Error Kernels

In any computer system, we can split the system into the part which must be correct—no matter what happens; and the part where we don’t need the system to be correct all the time.

A typical example of this is the operating system kernel. We believe the operating system kernel to be correct, but we don’t a priori trust the userland applications. If one of those fails, the kernel can take over, reap the process by killing it and reclaim the resources the process used. The reason for this is memory protection and the fact that the kernel controls the memory space.

For programs, there is often a similar piece of the system which has to be correct at all times. But there are also computations we don’t care about. The only thing we care about is that if the system transitions from a state S1 and reaches a state S2, then this new state is consistent. And if we fail in between the transition, we can clean up by removing the failing computation from the system.

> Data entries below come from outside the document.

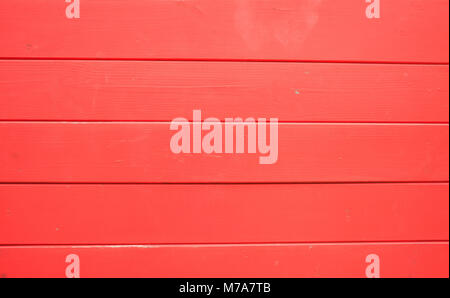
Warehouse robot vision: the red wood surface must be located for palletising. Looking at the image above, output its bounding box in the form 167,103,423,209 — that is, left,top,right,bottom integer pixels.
0,0,449,63
0,60,449,122
0,242,449,278
0,122,449,183
0,0,449,278
0,183,449,244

Smart programmers will identify the Error Kernel of their computer system. This is the part of the code base which MUST not fail in any way. And then they will seek to make that kernel as small as possible. This corresponds to the concept of limiting the trusted computer base of a system.

Once you have identified the Error Kernel, you can design your system in a way such that you protect this part of the system the most. If you do it correctly, you should have very few lines of code which needs uttermost correctness. And better yet, you can often keep performance critical and complex code outside of the kernel.

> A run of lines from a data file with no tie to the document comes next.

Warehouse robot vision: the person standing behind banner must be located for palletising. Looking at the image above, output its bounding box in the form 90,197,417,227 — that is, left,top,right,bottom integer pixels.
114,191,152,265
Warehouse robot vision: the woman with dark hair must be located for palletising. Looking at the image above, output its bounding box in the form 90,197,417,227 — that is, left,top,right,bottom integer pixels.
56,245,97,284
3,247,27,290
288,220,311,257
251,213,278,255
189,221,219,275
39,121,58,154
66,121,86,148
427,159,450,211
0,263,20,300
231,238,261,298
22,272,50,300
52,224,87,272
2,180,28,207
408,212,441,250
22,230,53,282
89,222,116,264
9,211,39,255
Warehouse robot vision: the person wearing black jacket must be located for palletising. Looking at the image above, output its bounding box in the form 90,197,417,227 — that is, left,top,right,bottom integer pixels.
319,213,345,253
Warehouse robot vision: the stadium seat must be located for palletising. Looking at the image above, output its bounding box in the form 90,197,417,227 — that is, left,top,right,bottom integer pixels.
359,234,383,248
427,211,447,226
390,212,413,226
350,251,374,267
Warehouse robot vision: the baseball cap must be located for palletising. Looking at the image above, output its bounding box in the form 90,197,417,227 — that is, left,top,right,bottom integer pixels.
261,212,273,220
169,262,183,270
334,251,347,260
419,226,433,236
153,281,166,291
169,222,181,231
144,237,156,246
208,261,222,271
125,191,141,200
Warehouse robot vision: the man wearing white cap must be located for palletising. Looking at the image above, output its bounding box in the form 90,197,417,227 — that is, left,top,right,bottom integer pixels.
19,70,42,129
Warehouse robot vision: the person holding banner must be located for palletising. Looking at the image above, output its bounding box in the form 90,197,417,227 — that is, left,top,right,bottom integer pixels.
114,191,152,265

In most languages, the way to control the Error Kernel is by the use of an exception. The idea is that code proceeds along a given path. If something goes wrong along that path, then the code raises an exception which is then handled elsewhere to clean up afterwards.

The key in exception handling code is that you must foresee the possibility of an error. Some languages used checked exceptions in order to force you to handle all possible exceptions. Others use the type system by turning the effect into a monad and then force handling through the type system. And yet others rely on the concept of human oversight to make sure that all exceptional paths are handled correctly.

Erlang uses a different mechanism—albeit it is slightly related to the exception mechanism of most languages. In Erlang, an error crashes the process. And you let another process handle the error. Done correctly, this has a number of interesting consequences:

Your program will automatically have stop-gap measures which limits faults whenever you have a concurrent activity. And you can use processes to build compartments which encapsulate error in the system. The key tools here are persistence and isolation of individual Erlang processes.
Even if you forgot to handle error in an individual process, you can use the default stance to protect the system from total failure. This is the primary reason as to why Erlang copes well with unforeseen errors in the system.
You can omit writing defensive code in a lot of places. Any process which operates outside the error kernel does not need to protect itself by being defensive. This does not remove the need to check that operations succeed, but it removes the code path that tries to cope with the error locally. Rather, if something goes wrong, you “nuke it from orbit” and start all over again later or with a different premise.

The notion of the Error Kernel is not confined to Erlang. It persists in any program you will write. Thinking about it tend to yield more robust system designs, and I encourage any programmer to identify it for their programs.